By Pedro Nicolaci da Costa
U.S. lawmakers want additional answers from the Federal Reserve
about published reports on the details of market-sensitive policy
deliberations in 2012.
Some members of Congress have indicated in recent days they are
unsatisfied with a March 23 Fed memo summarizing its internal probe
of the matter, which found no major breaches of communication.
Sen. Orrin Hatch (R., Utah), chairman of the Senate Finance
Committee, "found the Fed's memo to be short on detail and believes
that this is an issue that deserves to be further scrutinized,"
said Julia Lawless, a spokesperson for the committee. "If
information was in fact leaked, it puts the integrity of the market
for Treasury securities at serious risk."
The Fed review focused on a Sept. 28, 2012 Wall Street Journal
article and on a report a few days later from Medley Global
Advisors, a private consulting firm, to its clients.
The Journal article provided a detailed account of how then-Fed
Chairman Ben Bernanke had worked for months to build consensus
among skeptical colleagues to approve a controversial new round of
Fed bond purchases at their policy meeting on Sept. 13, 2012. The
Fed review recently found "that, before publishing the Journal
article, its author had talked, in some cases multiple times, with
every reserve bank president and most members of the board of
governors," the Fed said in a release.
The Fed added that the author had "also spoken to a number of
staff members" to obtain information. "These disclosures appeared
to be unintentional or careless, and none of the disclosures
involved details of [Fed] policy proposals or actions," it
said.
The Medley report had included details of the September 2012 Fed
meeting ahead of the central bank's Oct. 4, 2012, release of
minutes summarizing the session, and said the Fed was on course to
take certain important actions at its December policy meeting. The
Medley report was posted online by the news organization
ProPublica.
The Fed found "nearly all of the information" in the Medley
report had "appeared previously" in the Journal story, and "only a
few" central bank personnel reported having contact with the Medley
author. Yet the Fed also said its inspector general "was
investigating the apparent leaks reflected in the" Medley
report.
Sen. Elizabeth Warren (D., Mass.) and Rep. Elijah Cummings (D.,
Md.) on Tuesday vowed to keep pressing the Fed on its probe.
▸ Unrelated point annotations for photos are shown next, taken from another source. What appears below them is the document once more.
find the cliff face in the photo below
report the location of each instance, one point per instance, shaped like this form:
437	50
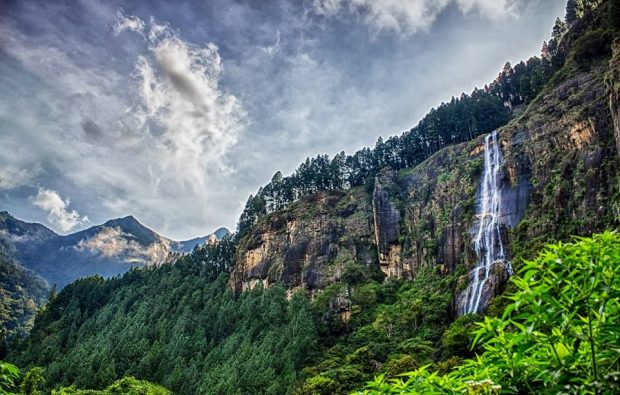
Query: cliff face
614	90
557	179
308	244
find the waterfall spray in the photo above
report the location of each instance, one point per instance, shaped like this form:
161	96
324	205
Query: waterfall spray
488	240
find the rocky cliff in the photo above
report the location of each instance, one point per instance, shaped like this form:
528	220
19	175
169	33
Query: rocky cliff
614	90
557	179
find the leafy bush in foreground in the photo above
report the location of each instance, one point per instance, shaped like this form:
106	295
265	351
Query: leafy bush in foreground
560	334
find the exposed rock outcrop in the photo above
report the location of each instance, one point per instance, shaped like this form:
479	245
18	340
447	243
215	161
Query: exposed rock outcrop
308	244
557	179
387	227
614	90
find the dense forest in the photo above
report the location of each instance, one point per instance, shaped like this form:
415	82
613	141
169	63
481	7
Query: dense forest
21	292
181	325
461	119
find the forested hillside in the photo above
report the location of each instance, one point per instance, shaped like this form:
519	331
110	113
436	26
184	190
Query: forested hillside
352	270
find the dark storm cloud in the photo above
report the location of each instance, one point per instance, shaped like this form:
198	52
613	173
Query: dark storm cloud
195	119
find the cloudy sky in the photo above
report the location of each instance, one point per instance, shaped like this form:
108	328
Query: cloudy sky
175	112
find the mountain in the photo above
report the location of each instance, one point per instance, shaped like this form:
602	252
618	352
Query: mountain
108	249
334	280
22	292
188	245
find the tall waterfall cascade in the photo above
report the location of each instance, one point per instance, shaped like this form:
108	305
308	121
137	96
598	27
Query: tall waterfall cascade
488	242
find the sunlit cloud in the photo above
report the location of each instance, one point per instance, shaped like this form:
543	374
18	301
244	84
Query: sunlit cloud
58	213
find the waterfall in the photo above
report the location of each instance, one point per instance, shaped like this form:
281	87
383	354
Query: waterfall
488	240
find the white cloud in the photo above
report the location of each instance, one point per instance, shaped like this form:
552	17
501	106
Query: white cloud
408	17
58	210
131	23
196	122
12	177
113	242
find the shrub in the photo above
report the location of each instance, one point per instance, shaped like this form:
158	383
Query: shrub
559	334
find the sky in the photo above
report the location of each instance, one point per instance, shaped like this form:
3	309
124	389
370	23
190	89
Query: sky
175	112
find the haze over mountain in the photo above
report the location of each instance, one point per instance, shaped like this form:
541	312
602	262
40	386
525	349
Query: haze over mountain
476	252
81	141
107	249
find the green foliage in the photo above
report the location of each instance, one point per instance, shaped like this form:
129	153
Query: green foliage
614	15
125	386
560	334
395	327
9	377
22	292
457	339
174	325
592	46
33	382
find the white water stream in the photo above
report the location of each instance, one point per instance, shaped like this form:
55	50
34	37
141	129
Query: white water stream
488	241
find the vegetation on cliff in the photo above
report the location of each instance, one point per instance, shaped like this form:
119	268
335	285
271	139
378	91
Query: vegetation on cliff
559	334
182	326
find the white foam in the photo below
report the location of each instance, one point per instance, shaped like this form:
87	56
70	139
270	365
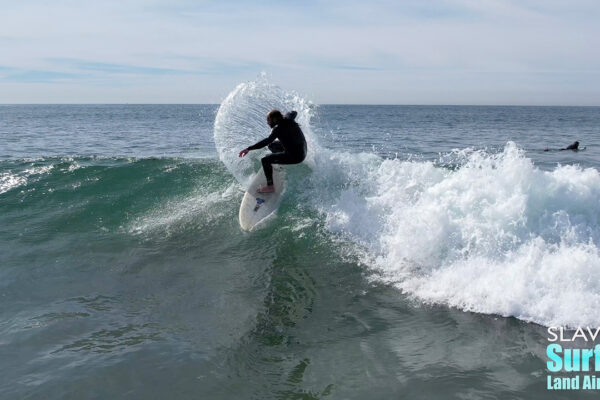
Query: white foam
497	235
241	122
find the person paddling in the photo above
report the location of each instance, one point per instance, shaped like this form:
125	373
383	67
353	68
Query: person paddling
290	148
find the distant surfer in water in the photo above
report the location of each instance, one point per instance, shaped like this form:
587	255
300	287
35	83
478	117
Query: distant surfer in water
574	147
289	149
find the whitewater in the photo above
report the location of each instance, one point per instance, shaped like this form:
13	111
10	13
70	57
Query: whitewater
481	231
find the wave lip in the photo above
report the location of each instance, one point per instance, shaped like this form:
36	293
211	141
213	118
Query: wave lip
241	122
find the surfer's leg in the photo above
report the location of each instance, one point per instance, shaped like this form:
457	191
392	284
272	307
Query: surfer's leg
277	158
267	163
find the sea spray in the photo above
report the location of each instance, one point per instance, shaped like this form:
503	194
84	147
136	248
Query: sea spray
241	122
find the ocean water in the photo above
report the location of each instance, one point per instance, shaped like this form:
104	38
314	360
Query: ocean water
419	252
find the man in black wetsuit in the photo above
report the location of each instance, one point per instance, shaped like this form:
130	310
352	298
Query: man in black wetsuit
290	149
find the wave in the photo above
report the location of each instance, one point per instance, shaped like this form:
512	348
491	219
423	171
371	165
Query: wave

"Senator Warren will continue to work with the Federal Reserve
and the [Fed's] inspector general to determine how the leak
happened, whether the investigation was conducted appropriately,
and whether the Fed has taken the appropriate actions needed to
ensure that these kinds of leaks don't happen again," said Lacey
Rose, a spokesperson for the senator.
Mr. Cummings said in a statement, "Senator Warren and I will
continue to work with the Federal Reserve to resolve the
outstanding questions related to the 2012 leak, including how and
why a Fed employee leaked market-moving information, whether the
Fed responded appropriately to this serious situation, and how best
to ensure the confidentiality of discussions among monetary policy
makers is preserved in the future."
The Fed and Medley declined to comment. Gerard Baker, editor in
chief of the Journal, said in a statement, "The Fed conducted a
thorough review and concluded that our reporter, Jon Hilsenrath,
went to extraordinary lengths to get the story right, including, as
the report detailed, connecting with most members of the board of
governors and every bank president multiple times.' As always, I'm
immensely proud of Jon's dedication to rigorous and accurate
reporting."
The Fed report didn't address some details in the Medley report
that didn't appear in the Journal story, although lawmakers had
asked about them in recent weeks.
The Medley report, for example, said the minutes of the
September meeting would show the Fed was on track to expand its
bond-buying program in December, which it subsequently did. They'd
reveal "the groundwork for further action in coming months has been
laid and that labor market improvement is unlikely to be
substantial enough to stave off new Treasury purchases into 2013,"
wrote Medley analyst Regina Schleiger.
She said the Fed was likely "as early as the December meeting'
to end one bond-buying program on schedule and "replace it with
monthly Treasury purchases of around $45 billion." The Fed did
exactly that in December.
Mr. Hatch, in a March 11 letter to the Fed, asked for more
information about these points in the Medley report.
"The analyst's report provided details of what the unreleased
minutes of the [Fed] meeting would say, information about the menu
of policy options and possible actions that were presented to the
[Fed] meeting, and information suggestive of a leak from Federal
Reserve staff to the analyst," Mr. Hatch said.
The Fed influences interest rates in the world's largest
economy, and its decisions can cause huge swings in global
financial markets. Confidential information about its internal
deliberations or advance information about the minutes of its
meetings or possible future actions can be worth huge sums of money
to traders around the world.
The Fed's official conduct policy states that meeting
"participants have agreed to refrain from describing their personal
views about monetary policy in any meeting or conversation with any
individual, firm, or organization who could profit financially from
acquiring that information unless those views have already been
expressed in their public communications."